Menurut Pitana, wisatawan yang datang ke Bali bisa disaring agar hanya yang ‘berkualitas’ saja. Hal itu dikatakan bisa dilakukan dengan mekanisme produk, mekanisme pasar, dan mekanisme harga.
Misalnya dengan mengembangkan hotel berbintang seharga Rp 25 juta per malam. Maka yang datang kesana pastilah wisatawan yang memiliki kualitas. “Kalau kita mengembangkan produk yang murahan, yang hanya Rp 100 ribu per malam, pasti yang datang mass tourism. Kita pilih mana,” imbuhnya.
Pitana menambahkan, Bali bahkan berkesempatan menjadi Singapura-nya Indonesia. Dimana wisatawan datang, berbelanja, dan menginap di hotel berbintang. Dikatakan, hal ini sudah dikaji secara mendalam sehingga Bali jangan pernah merasa disaingi atau ditinggalkan.

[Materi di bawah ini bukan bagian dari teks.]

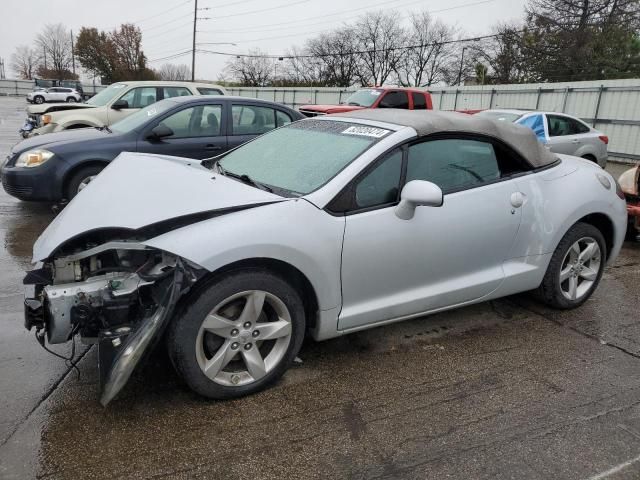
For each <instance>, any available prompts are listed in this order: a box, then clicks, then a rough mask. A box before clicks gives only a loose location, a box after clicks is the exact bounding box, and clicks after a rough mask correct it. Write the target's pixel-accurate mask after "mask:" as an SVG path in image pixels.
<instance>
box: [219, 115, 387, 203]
mask: <svg viewBox="0 0 640 480" xmlns="http://www.w3.org/2000/svg"><path fill="white" fill-rule="evenodd" d="M389 133H391V132H390V130H386V129H383V128H375V127H369V126H366V125H361V124H356V123H348V122H337V121H322V120H304V121H301V122H296V123H292V124H290V125H287V126H286V127H282V128H279V129H277V130H274V131H272V132H270V133H268V134H266V135H263V136H261V137H258V138H257V139H255V140H253V141H252V142H249V143H247V144H245V145H243V146H241V147H239V148H237V149H236V150H233V151H231V152H230V153H228V154H227V155H226V156H225V157H224V158H223V159H222V160H220V166H221V167H222V169H223V172H225V173H228V174H231V175H233V176H244V175H246V176H247V177H249V178H250V179H251V180H252V181H254V182H257V183H261V184H265V185H268V186H269V187H273V188H274V189H278V190H280V191H282V192H284V193H283V194H285V195H286V194H290V195H294V196H295V195H297V196H299V195H305V194H307V193H311V192H313V191H314V190H316V189H317V188H319V187H321V186H322V185H324V184H325V183H327V182H328V181H329V180H331V179H332V178H333V177H334V176H335V175H336V174H338V173H339V172H340V171H341V170H342V169H343V168H344V167H346V166H347V165H349V164H350V163H351V162H352V161H353V160H355V159H356V158H357V157H358V156H359V155H360V154H362V152H364V151H365V150H367V149H368V148H369V147H371V146H372V145H374V144H375V143H377V142H378V141H379V140H380V139H381V138H383V137H385V136H386V135H387V134H389Z"/></svg>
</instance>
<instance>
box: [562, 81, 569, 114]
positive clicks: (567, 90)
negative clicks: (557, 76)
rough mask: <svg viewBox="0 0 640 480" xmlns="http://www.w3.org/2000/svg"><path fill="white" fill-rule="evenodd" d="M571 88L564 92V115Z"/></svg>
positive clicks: (562, 104) (568, 87)
mask: <svg viewBox="0 0 640 480" xmlns="http://www.w3.org/2000/svg"><path fill="white" fill-rule="evenodd" d="M570 91H571V88H569V87H567V88H565V90H564V98H563V99H562V113H564V111H565V110H566V109H567V99H568V98H569V92H570Z"/></svg>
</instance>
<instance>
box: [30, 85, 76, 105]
mask: <svg viewBox="0 0 640 480" xmlns="http://www.w3.org/2000/svg"><path fill="white" fill-rule="evenodd" d="M81 101H82V95H81V94H80V93H79V92H78V91H77V90H74V89H72V88H64V87H51V88H44V89H38V90H34V91H33V92H29V93H27V102H29V103H37V104H38V105H40V104H42V103H46V102H67V103H76V102H81Z"/></svg>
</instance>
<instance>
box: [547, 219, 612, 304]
mask: <svg viewBox="0 0 640 480" xmlns="http://www.w3.org/2000/svg"><path fill="white" fill-rule="evenodd" d="M605 261H606V244H605V241H604V237H603V236H602V233H600V230H598V229H597V228H596V227H594V226H593V225H589V224H587V223H577V224H575V225H574V226H573V227H571V229H569V231H568V232H567V233H566V234H565V236H564V237H563V238H562V240H561V241H560V243H559V244H558V247H557V248H556V250H555V252H554V253H553V256H552V257H551V261H550V262H549V267H548V268H547V272H546V274H545V276H544V279H543V281H542V284H541V285H540V287H539V288H538V292H537V293H538V296H539V297H540V298H541V299H542V301H543V302H544V303H546V304H547V305H549V306H551V307H554V308H560V309H569V308H575V307H578V306H580V305H582V304H583V303H584V302H586V301H587V299H588V298H589V297H590V296H591V294H593V292H594V290H595V289H596V287H597V286H598V283H599V282H600V278H601V277H602V272H603V271H604V265H605Z"/></svg>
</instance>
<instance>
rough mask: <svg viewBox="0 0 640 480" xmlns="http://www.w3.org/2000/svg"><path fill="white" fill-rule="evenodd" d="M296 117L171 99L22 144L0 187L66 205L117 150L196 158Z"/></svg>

“Justru inilah cara kita untuk menyelamatkan Bali, budayanya, alamnya, lingkungannya dan manusianya. Ketika kami membangun 10 destinasi di luar Bali, dukungan ke Bali justru yang paling besar,” jelasnya.
Hanya saja, lanjut Pitana, pariwisata Bali masih menghadapi beberapa permasalahan mendasar. Diantaranya, pariwisata yang masih numpuk di Bali selatan sehingga harus ada strategi untuk mendistribusikan ke daerah Bali lainnya.
Kemudian, ada over expectation terhadap pariwisata yang mesti diantisipasi sejak awal agar tidak menimbulkan kekecewaan saat ekspektasi itu tidak terpenuhi. Permasalahan lain menyangkut kebocoran ekonomi dengan banyaknya tenaga dari luar yang bekerja di Bali. Baik tenaga kerja asing maupun lokal yang berkecimpung di pariwisata.
“Jangan salahkan orang luar, tanya diri sendiri, sudah siapkah kita mengerjakan itu (pariwisata, red). Jadi, SDM kita harus diperkuat sehingga bisa menjadi pengelola, penikmat, dan pelaku pembangunan pariwisata di Bali,” pungkasnya. (Rindra Devita/balipost)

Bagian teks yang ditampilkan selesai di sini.